It's no secret that dating is practically extinct on college campuses. If someone does ask another on a date, the rare occurrence seems monumental. From the people I have talked to, women want to go on dates, but the idea that college kids "just don't do that anymore" is stopping men from asking.
So what's the alternative? Hooking up. Hooking up has become the norm. Go to a frat party, get drunk, sleep with a guy, wake up, and leave, suppressing all the shame and guilt that accompanies your actions from the previous night by hanging with friends and drinking even more. The vicious cycle seems to go on forever, rewiring your brain one hookup at a time to desire that and confuse lust with love. Not to mention the dissatisfaction that both men and women feel about hookups.

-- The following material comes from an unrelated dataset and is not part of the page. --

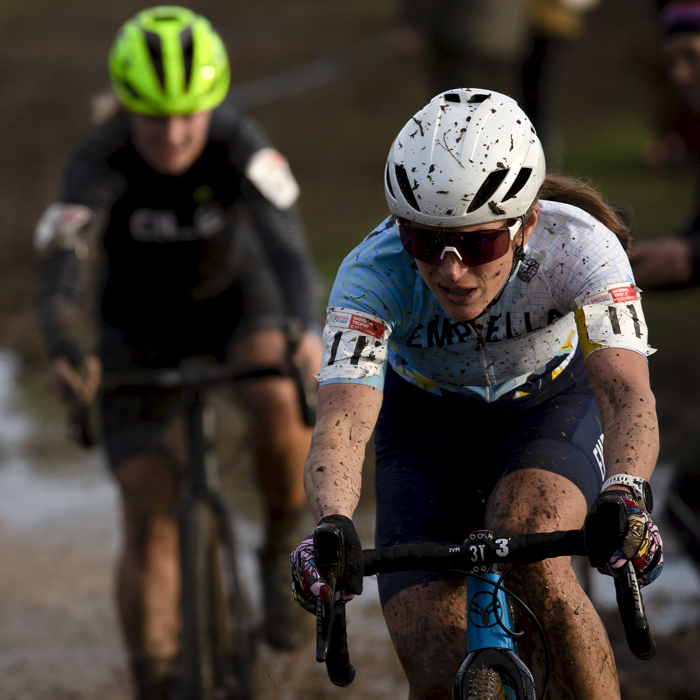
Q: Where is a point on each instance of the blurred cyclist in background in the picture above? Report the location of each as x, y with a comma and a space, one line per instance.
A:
156, 197
673, 262
510, 46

In Freitas, "Sex and the Soul," she recounts:
"She embraced it as if it were 'the best ever,' just a normal part of the college experience. She thought she was supposed to like it, but to be honest, she actually hated it. Her fellow classmates nodded their heads in silent agreement…. We're not happy with the hookup culture, they said. We feel a constant pressure to do things that make us unsettled."
So why then do we all settle for something we know is below us? In their book, "How To Find Your Soulmate Without Losing Your Soul," Jason and Crystalina Evert dive deep into the why.
"Maybe he'll commit. It's just for fun. I don't want a committed relationship anyway. It makes me feel wanted."
All of these responses are things we tell ourselves and others, downplaying our guilt and shame from our actions, and continuously making ourselves act in a way that is contradictory to our design as humans.
"The reason why hooking up has become so prevalent is because it preys upon the weakness and fear of both men and women. Men often fear commitment, and women often fear that having high standards will lead to loneliness."
It's sad, but it's true. How many women have lowered their standards in an attempt to feel loved by someone they knew couldn't live up to them? How many men have curved commitment by hooking up?
The depressing reality of hook-ups is that it always leaves us more lonely and sad than before the encounters. We are created in God's image and likeness and when we stoop to hooking up we forget that we are worth more than our bodies. We have more to offer someone than just our bodies. We are body and soul. God created us to give love and receive love.
"By means of the hook-up, a woman trains herself to avoid what is essential to love… sacrifice, patience, trust, and exclusivity."
Hook-ups speak the opposite of love. If requires no commitment, no sacrifice, no dying to oneself for the good of the other. Do yourself a favor, raise your standards and hang up on hookups.